Usos e Aplicações do Capim-fiapo

O Trachypogon spicatus, por ser a gramínea mais abundante do Cerrado, possui usos e aplicações que refletem sua natureza e seu papel no ecossistema. O principal uso do Capim-fiapo, historicamente, é como planta forrageira para a pecuária extensiva. Ele forma a base da alimentação do gado em vastas áreas de pastagens nativas no Brasil Central. No entanto, é considerado uma forrageira de baixa qualidade nutricional. Suas folhas são duras e fibrosas, com baixo teor de proteína.

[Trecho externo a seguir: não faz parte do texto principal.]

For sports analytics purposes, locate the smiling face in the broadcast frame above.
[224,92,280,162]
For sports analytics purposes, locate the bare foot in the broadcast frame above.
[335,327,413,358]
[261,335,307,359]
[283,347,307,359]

O gado o consome, mas seu valor nutritivo é muito inferior ao de forrageiras cultivadas, como as braquiárias.

Seu uso mais nobre e promissor está na restauração ecológica. Para projetos que visam a recuperação da vegetação original de áreas de Cerrado que foram convertidas em pastagens exóticas, o plantio do Capim-fiapo e de outras gramíneas nativas é o primeiro e mais importante passo. A reintrodução destas espécies é fundamental para restaurar a estrutura, a funcionalidade e a resiliência do ecossistema campestre. No paisagismo, o Capim-fiapo tem um grande potencial ornamental. Sua coloração dourada na estação seca, sua textura fina e o movimento de suas inflorescências com o vento o tornam uma escolha excelente para a criação de jardins de estilo naturalista, que buscam recriar a beleza dos nossos campos. É uma planta de baixíssima manutenção, ideal para o xeripaisagismo. Culturalmente, suas hastes eram utilizadas pelas populações rurais para a cobertura de casas rústicas. A decisão de cultivar o Capim-fiapo é uma escolha pela autenticidade. É trazer para um projeto de restauração ou de paisagismo a gramínea que é a mais pura expressão da paisagem do coração do Brasil.

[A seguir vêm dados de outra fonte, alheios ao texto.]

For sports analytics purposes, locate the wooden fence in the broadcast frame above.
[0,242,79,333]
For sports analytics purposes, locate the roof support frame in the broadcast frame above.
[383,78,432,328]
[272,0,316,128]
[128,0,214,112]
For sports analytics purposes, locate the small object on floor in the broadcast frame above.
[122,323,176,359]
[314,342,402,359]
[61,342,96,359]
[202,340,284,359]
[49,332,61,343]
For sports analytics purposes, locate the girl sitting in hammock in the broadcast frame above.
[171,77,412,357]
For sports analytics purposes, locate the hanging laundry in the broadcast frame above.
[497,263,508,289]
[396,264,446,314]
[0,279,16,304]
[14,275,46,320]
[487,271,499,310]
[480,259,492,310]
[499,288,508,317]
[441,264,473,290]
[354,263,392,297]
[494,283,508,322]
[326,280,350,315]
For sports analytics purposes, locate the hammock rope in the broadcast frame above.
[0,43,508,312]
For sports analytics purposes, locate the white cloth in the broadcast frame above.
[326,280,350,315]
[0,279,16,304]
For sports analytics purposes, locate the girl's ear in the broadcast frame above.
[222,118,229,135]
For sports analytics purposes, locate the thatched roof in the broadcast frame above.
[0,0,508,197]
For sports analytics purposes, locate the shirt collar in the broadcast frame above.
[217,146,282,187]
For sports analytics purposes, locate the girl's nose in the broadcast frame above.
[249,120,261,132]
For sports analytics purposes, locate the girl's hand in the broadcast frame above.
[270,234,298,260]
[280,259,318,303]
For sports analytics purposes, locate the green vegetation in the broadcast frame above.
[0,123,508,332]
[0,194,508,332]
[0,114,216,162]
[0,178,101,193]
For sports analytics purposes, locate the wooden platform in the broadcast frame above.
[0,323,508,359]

Cultivo & Propagação do Capim-fiapo

O cultivo do Capim-fiapo é uma forma de reintroduzir em nossos espaços a gramínea que é a base dos ecossistemas campestres do Brasil. A propagação da Trachypogon spicatus pode ser feita por sementes ou por divisão de touceiras. A propagação por sementes é o método utilizado para a revegetação de grandes áreas. As sementes devem ser colhidas quando as inflorescências estão maduras e secas. As sementes podem apresentar dormência, e a exposição ao fogo ou à fumaça pode ser um fator que estimula a germinação na natureza. Em viveiro, a semeadura deve ser feita na superfície de um substrato bem drenado e arenoso, e as sementes devem ser apenas levemente cobertas.

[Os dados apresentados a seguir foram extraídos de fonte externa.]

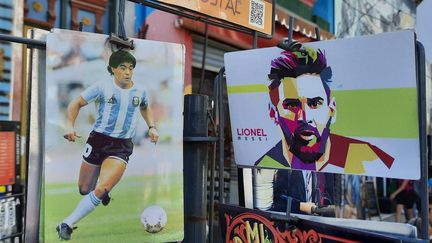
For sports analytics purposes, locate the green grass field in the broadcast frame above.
[44,174,183,243]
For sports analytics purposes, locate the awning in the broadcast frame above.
[176,6,334,49]
[275,7,335,40]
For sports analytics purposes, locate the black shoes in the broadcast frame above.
[56,223,73,240]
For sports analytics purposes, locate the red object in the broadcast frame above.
[0,132,16,185]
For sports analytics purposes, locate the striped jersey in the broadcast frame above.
[81,80,148,138]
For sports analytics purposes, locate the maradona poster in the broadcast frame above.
[44,30,185,243]
[225,31,420,179]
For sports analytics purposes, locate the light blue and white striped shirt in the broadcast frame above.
[81,81,148,138]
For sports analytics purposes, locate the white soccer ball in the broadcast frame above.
[141,205,167,233]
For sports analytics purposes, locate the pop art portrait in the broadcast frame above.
[225,31,420,179]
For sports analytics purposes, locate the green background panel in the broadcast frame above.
[331,88,419,138]
[228,84,419,138]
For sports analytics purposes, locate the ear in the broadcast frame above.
[329,97,336,124]
[269,102,279,124]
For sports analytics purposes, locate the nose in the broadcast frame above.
[298,104,312,123]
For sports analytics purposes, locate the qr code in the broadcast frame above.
[249,0,265,28]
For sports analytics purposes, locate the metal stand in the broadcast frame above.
[416,41,429,240]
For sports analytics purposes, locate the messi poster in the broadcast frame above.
[44,30,184,243]
[225,31,420,179]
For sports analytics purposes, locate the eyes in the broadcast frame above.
[282,97,324,112]
[120,65,133,71]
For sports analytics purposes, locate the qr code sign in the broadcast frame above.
[249,0,265,29]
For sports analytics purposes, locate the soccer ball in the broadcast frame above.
[141,205,167,233]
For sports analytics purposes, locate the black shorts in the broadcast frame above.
[395,190,419,209]
[83,131,133,166]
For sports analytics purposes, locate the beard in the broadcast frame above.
[280,119,330,164]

O método mais fácil e garantido para o cultivo em jardins, no entanto, é a divisão de touceiras. Uma touceira adulta pode ser retirada do solo e dividida em várias mudas menores, que podem ser replantadas. O melhor período para a divisão é no início da estação chuvosa. Uma vez estabelecido, o Capim-fiapo é uma planta de uma rusticidade incrível. Suas únicas exigências são sol pleno e um solo bem drenado. Ele não tolera solos encharcados. É extremamente resistente à seca e não necessita de adubação. Seu cultivo é uma lição sobre como a beleza pode ser encontrada na simplicidade e na resistência, uma celebração da força e da graça do nosso Cerrado.

Referências

• Filgueiras, T. S. (2009). Gramíneas do Cerrado. In S. M. Sano, S. P. de Almeida, & J. F. Ribeiro (Eds.), Cerrado: ecologia e flora (pp. 475-555). Embrapa Cerrados.
• Renvoize, S.A. (1984). The grasses of Bahia. Royal Botanic Gardens: Kew.
Flora e Funga do Brasil. Jardim Botânico do Rio de Janeiro. Disponível em: . Acesso contínuo para a verificação da nomenclatura oficial, sinônimos e da vasta distribuição geográfica da espécie.
• Artigos científicos sobre a ecologia do fogo no Cerrado e o papel das gramíneas dominantes, como *Trachypogon spicatus*, disponíveis em bases de dados como SciELO e Google Scholar.
• Manuais de recuperação de áreas degradadas no Cerrado, que listam espécies-chave do estrato herbáceo.